April/May 2009

By Jim Kirke, Director of Sales for National Accounts, Fringe Benefit Group
There are basically two types of limited medical benefits: co-insurance and indemnity-based insurance. In some cases, people are mixing the two, but all limited medical plans are made up of these types of benefits. This is quite interesting because we begin to enter into an area in which people have strong biases.
Approximate weekly rates for an indemnity-based plan:
Employee $25.23
Employee + Child $45.31
Employee + Spouse $62.93
Family $68.47

Overall, people like several things about indemnity- based limited medical plans:
- Small Group Availability – Many indemnitybased plans will write down to five lives (and some plans will even write fewer than five).
- Flexibility – Several ways to create a plan a. Pricing and commission b. Plan design – Lots of options to meet client needs and price points, lowest-cost plans in the marketplace today are indemnity based. c. No steerage – Benefits pay the same whether in or out of network, allowing employers with disparate populations to provide a similar benefit to all employees. Employees are free to choose any provider.
- Simplicity – Benefits are easy to understand.
- Stability – Indemnity-based plans are much less affected by trend costs, both medical and inflationary.
What are some of the cons of indemnity-based limited medical plans?
- Some brokers/consultants/HR managers won’t look at them because they believe if it does not have a copay, then it won’t work in their population.
- They pay a specified sum, regardless of the actual cost of the good or service.
- It is difficult to analyze when compared with co-insurance based plans. Even though the benefits in an indemnity plan may be greater, comparing the two on a spreadsheet is problematic.
Approximate weekly costs for co-insurance based plan:
Employee $20.92
Employee plus one $53.13
Employee plus family $75.59

People like several things about co-insurance based limited medical plan styles.
- First and foremost, it looks and feels like a plan they are accustomed to utilizing. People feel comfortable explaining the benefits, and many HR professionals like the look and feel of a co-insurance plan.
- Several co-insurance based plans are tied to or owned by large health insurance carriers.
- In catastrophic claims scenarios, co-insurance based plans can provide more coverage.
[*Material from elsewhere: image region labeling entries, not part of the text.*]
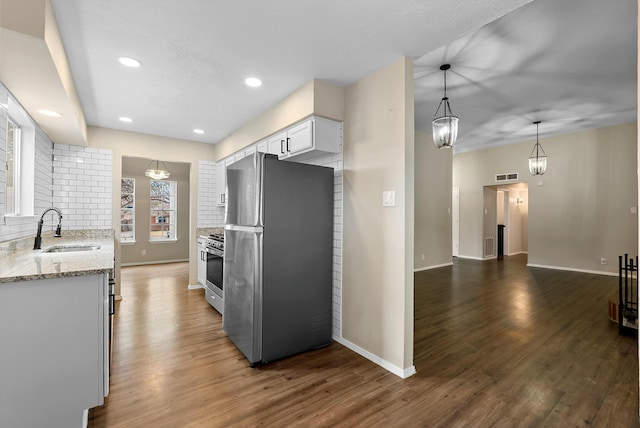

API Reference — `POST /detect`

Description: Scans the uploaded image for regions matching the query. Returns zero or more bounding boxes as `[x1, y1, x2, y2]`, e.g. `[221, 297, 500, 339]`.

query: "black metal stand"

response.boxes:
[618, 254, 638, 336]
[498, 224, 504, 260]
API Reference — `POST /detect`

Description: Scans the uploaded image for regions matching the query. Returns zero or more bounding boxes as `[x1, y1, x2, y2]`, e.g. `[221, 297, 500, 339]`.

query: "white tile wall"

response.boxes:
[198, 160, 224, 228]
[53, 144, 113, 230]
[304, 153, 342, 337]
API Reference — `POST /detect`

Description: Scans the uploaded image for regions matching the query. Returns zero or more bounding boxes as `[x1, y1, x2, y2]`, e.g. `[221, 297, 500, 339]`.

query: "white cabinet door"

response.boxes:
[268, 132, 287, 158]
[285, 120, 313, 155]
[198, 237, 207, 287]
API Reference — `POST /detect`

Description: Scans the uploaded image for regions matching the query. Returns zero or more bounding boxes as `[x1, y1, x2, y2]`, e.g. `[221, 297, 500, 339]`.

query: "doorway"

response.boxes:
[483, 183, 529, 259]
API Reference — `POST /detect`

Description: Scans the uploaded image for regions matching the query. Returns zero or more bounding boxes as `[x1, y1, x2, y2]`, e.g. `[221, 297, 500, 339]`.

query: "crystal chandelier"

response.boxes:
[144, 160, 171, 180]
[431, 64, 458, 149]
[529, 120, 547, 175]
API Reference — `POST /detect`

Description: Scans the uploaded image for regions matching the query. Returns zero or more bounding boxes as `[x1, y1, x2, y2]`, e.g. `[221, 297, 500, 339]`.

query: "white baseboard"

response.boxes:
[413, 262, 453, 272]
[527, 263, 618, 276]
[333, 336, 416, 379]
[456, 255, 498, 262]
[120, 259, 189, 267]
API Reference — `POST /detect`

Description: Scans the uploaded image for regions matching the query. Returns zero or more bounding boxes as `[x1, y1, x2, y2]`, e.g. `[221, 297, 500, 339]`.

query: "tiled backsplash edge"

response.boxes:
[196, 227, 224, 236]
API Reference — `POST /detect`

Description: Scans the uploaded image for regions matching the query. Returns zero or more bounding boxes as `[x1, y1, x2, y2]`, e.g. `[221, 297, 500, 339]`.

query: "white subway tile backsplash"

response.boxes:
[53, 144, 113, 229]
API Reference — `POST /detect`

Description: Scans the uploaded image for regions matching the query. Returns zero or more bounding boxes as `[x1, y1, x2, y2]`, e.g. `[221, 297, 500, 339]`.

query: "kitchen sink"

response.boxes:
[42, 244, 100, 253]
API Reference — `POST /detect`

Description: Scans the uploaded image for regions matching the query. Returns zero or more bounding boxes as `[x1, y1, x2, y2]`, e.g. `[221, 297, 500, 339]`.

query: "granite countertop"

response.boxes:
[0, 230, 114, 283]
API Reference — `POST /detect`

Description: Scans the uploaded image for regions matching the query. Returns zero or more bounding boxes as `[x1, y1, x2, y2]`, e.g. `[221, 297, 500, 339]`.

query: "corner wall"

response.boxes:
[453, 123, 638, 274]
[413, 130, 453, 270]
[342, 58, 415, 377]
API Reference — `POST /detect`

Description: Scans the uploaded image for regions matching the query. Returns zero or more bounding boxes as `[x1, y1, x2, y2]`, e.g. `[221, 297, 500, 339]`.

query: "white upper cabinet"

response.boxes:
[256, 139, 270, 153]
[268, 117, 342, 161]
[267, 131, 287, 158]
[285, 120, 314, 156]
[216, 154, 236, 206]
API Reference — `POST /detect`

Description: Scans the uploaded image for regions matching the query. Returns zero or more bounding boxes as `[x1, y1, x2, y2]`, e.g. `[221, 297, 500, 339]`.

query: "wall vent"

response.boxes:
[484, 236, 495, 257]
[496, 172, 518, 182]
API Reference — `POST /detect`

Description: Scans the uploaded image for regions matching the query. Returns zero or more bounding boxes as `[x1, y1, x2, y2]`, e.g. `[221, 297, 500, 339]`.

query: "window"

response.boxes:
[149, 180, 178, 241]
[6, 119, 20, 214]
[120, 178, 136, 243]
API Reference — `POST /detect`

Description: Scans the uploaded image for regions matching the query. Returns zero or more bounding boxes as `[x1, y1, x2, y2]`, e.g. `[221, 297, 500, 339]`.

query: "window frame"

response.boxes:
[4, 115, 23, 216]
[120, 177, 136, 244]
[149, 179, 178, 243]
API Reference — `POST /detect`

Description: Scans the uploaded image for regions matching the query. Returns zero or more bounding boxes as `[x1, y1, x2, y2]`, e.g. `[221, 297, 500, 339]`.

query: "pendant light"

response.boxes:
[144, 160, 171, 180]
[529, 120, 547, 175]
[431, 64, 458, 149]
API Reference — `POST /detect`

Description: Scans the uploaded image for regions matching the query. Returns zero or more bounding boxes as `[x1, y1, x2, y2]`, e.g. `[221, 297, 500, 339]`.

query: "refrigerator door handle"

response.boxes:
[254, 152, 266, 226]
[224, 224, 264, 233]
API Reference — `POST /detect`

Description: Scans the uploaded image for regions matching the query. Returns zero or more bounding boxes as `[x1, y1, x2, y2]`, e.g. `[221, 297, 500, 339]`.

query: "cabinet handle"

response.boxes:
[109, 294, 116, 315]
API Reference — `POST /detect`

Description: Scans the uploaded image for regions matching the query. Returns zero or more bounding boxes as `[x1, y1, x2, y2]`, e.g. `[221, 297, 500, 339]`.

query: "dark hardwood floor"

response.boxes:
[89, 256, 640, 428]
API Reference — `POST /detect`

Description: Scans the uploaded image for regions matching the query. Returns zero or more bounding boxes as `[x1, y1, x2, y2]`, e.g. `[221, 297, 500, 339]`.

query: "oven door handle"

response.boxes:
[204, 248, 224, 257]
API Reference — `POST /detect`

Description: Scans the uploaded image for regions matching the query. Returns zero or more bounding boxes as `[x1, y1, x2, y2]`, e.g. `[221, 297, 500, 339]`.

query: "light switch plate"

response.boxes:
[382, 190, 396, 207]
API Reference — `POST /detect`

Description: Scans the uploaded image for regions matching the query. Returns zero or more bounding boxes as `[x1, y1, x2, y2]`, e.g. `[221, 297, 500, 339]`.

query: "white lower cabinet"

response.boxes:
[0, 273, 110, 428]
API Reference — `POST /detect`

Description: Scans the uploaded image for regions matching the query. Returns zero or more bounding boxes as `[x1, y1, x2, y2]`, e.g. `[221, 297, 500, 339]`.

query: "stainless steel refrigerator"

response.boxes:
[222, 153, 334, 367]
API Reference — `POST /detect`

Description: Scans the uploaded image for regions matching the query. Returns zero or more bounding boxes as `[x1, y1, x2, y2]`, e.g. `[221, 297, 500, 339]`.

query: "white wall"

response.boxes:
[453, 123, 638, 274]
[413, 130, 453, 270]
[342, 58, 416, 376]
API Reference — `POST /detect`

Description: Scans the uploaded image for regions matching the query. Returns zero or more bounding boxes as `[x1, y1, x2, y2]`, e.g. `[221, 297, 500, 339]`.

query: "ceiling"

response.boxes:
[37, 0, 637, 151]
[414, 0, 637, 152]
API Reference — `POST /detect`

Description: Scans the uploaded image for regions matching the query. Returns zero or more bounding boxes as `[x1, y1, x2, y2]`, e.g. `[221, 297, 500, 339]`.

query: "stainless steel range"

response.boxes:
[205, 235, 224, 314]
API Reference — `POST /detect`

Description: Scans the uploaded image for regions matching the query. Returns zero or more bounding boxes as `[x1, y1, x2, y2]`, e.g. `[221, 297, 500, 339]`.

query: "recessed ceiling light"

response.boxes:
[244, 77, 262, 88]
[38, 109, 62, 117]
[118, 56, 142, 68]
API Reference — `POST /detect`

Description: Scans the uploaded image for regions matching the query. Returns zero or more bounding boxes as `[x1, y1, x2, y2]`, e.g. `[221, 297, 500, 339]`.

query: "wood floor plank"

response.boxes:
[89, 256, 640, 428]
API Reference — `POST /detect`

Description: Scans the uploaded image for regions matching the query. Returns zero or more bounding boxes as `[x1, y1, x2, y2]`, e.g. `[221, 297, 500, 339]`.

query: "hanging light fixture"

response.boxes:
[431, 64, 458, 149]
[144, 160, 171, 180]
[529, 120, 547, 175]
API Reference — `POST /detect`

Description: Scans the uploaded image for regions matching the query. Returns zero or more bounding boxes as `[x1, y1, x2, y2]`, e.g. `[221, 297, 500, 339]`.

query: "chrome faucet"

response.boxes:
[33, 207, 62, 250]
The perception sometimes is that they always do.
- Certificates of creditable coverage.
- Wider acceptance in state departments of insurance.
There are also several reasons brokers and benefits professionals do not like co-insurance based limited medical plans.
- Plans can be confusing for employees to understand.
- Outside of network coverage gets less benefit.
- Carriers are tied to or owned by large health insurance carriers.
- Inflationary pressure and medical trends affect plans.
- Underwriting can be more complex.
Regardless of where your preferences may lie, the current economic situation combined with the rising cost of health care (and therefore health insurance) that we have experienced over the last 10 years provide ripe opportunity for executives and benefits professionals to better understand the entire limited medical landscape.